Two shows now on view at relatively new spaces share an interest in the ways that plant life can reflect the deep time in which our historical consciousness as a species occupies such a brief interval. The heavy burden of responsibility that humans bear for the planet’s current phase of environmental decline—the so-called sixth period of mass extinction—has resulted in an extraordinary sense of urgency in the way these two artists have reinvigorated the art of illustration that they inherit from John James Audubon and others.

Penelope Gottlieb’s is titled Gone: A Visual Eulogy for Lost Plant Life, and it covers the walls in Madame Ganna Walska’s former residence on the grounds of Lotusland. Gone is the first art exhibit staged in the space, and it makes a terrific complement to what’s already on offer at the world-famous garden. Gottlieb has had a kind of “Eureka!” moment with this chapter in her evolution as an artist, and the work is among the strongest I’ve seen from any Santa Barbara artist since arriving here in 2001. There’s a devastating clarity of vision and immediacy to the fusion she’s achieved, which combines the decorative, the illustrative, and the figurative in a new, beautiful, and intensely provocative manner. Beginning with either illustrations or, in some instances, just verbal descriptions of extinct plant species, Gottlieb has created dazzling canvases, some quite large (up to 84 by 66 inches) that portray these specimens in the process of, for lack of a better word, exploding. Although she sometimes employs the fizzy visual rhetoric of comic book action in order to convey movement, the ripping, shredding tension of these works typically comes about through devices of composition. Huge blossoms and fruit bulge toward the surface, yielding tattered petals and even, in some cases, traces of blood. Beneath the botanical surface of each image lie myriad clues to the environmental disasters that led to the plants species death.

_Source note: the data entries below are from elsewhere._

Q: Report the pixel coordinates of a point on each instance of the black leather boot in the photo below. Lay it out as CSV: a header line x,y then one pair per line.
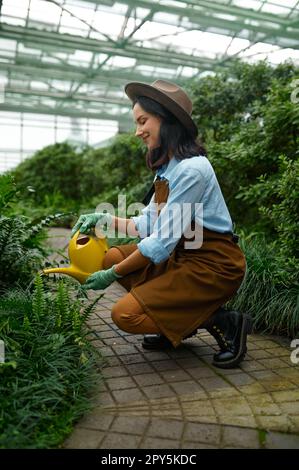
x,y
230,329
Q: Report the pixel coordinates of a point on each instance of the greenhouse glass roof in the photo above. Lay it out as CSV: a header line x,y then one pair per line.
x,y
72,58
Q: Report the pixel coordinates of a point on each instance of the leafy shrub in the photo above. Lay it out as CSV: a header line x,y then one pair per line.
x,y
21,240
269,292
49,369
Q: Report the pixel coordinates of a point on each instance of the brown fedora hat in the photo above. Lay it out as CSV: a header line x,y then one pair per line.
x,y
171,96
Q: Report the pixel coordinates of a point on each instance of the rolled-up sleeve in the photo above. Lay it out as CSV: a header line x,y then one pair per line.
x,y
144,222
186,191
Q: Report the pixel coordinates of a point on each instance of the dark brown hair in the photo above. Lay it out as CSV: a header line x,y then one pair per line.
x,y
174,137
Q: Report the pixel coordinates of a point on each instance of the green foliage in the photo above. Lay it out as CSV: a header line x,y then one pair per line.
x,y
249,121
269,292
49,370
53,169
21,240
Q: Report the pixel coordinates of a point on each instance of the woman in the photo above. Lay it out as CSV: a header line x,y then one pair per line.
x,y
175,285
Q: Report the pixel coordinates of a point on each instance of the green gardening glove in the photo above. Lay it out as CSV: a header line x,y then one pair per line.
x,y
88,221
101,279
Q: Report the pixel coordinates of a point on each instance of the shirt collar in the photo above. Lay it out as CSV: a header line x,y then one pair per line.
x,y
165,169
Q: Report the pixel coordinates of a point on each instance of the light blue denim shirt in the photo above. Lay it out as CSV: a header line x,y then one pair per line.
x,y
192,183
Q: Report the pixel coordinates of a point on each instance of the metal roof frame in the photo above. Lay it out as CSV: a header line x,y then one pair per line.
x,y
41,75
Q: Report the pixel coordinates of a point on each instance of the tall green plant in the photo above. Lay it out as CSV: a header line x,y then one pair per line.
x,y
49,369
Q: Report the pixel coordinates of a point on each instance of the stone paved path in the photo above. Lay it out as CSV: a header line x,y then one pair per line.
x,y
176,399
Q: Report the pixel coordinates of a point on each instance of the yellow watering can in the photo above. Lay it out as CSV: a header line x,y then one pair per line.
x,y
86,255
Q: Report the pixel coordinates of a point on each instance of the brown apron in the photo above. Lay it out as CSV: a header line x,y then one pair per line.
x,y
179,294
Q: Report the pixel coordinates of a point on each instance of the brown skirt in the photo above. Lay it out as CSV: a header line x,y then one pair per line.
x,y
181,293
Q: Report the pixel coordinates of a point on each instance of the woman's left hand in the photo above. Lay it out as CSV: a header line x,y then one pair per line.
x,y
101,279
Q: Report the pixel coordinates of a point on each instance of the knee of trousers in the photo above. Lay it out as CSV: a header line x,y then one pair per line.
x,y
124,320
113,256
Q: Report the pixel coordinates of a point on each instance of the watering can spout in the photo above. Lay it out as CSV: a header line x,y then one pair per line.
x,y
80,276
86,256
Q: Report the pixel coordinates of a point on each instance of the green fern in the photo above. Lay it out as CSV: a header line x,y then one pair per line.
x,y
62,305
39,306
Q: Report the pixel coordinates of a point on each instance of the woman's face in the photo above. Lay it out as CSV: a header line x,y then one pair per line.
x,y
147,127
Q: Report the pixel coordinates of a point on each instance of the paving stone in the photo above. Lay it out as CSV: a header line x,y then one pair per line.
x,y
274,423
240,379
280,352
290,407
251,365
236,407
97,419
115,341
116,371
113,361
229,392
82,438
152,443
130,424
198,408
277,440
185,387
197,445
158,391
148,379
120,441
272,363
104,399
120,383
236,437
124,349
251,389
154,356
174,375
242,421
127,396
283,395
166,428
165,365
210,384
201,372
259,354
137,369
132,359
187,363
204,433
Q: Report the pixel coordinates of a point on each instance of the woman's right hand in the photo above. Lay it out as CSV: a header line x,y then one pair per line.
x,y
88,221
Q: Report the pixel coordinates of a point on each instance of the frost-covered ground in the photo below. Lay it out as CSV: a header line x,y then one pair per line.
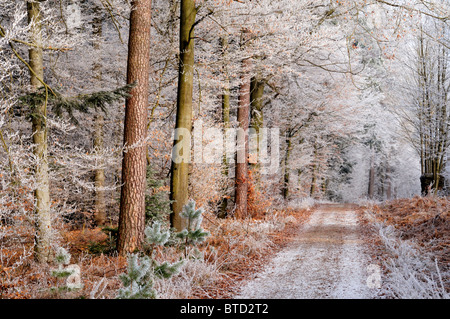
x,y
327,260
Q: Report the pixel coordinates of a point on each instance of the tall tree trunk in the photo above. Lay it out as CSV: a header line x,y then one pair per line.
x,y
257,117
179,178
134,164
371,187
226,124
314,172
286,166
241,187
43,251
99,177
389,182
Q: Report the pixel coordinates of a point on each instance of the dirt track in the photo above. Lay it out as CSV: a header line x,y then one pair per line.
x,y
327,260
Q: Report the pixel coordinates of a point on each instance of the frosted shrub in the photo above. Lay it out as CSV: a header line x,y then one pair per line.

<em>“Mondrella pringlei,”</em> by Penelope Gottlieb (acrylic, oil, and ink on canvas panel; 40"x34" ), at Lotusland through April 23.

Elsewhere in the same exhibit, Gottlieb stages bizarre scenarios of horticultural revenge in a series of images developed out of painting in acrylic and ink over Audubon prints. These pictures show invasive plant species in the fantasized act of strangling birds. The creepy juxtaposition of the naturalist’s attention to detail and the fetishist’s knot-tying mania make these likely to be among the more disturbing plates you will see this season. The installation of these works in the interior of a small but gorgeous George Washington Smith house ramps up the implicit stakes involved. One particularly dramatic image is of Encepharlatos woodii, a cycad that’s extinct in the world, but remains alive only in captivity, with specimens residing in Durban, South Africa and on the grounds of Lotusland. At 78 by 66 inches, it is an imposing and astoundingly rich work of art, capable of exerting a trance-like hold on the unwary visitor with its layers of fantastic detail.

In the more modest confines of the Dentzel Gallery on Santa Barbara Street, Cynthia James has undertaken a similarly themed project designed to display her considerable skill as an artist at the service of an acute and poetic intellect. Drawing on her knowledge of botany and recent discoveries in primatology, James’s Crypto-Botany is a suite of paintings that uses the figures of chimpanzees in relation to frequently oversized and fantastical images of plants and fruit. The juxtaposition reads as a wry commentary on the vanity of the human species in its assumption of control and dominance in relation to nature, and provides a powerful and sophisticated pendant to the project that Gottlieb has undertaken. Both shows more than repay the value of one’s attention, and both artists deserve wider recognition for having articulated so successfully something that, like it or not, is necessarily on everyone’s minds.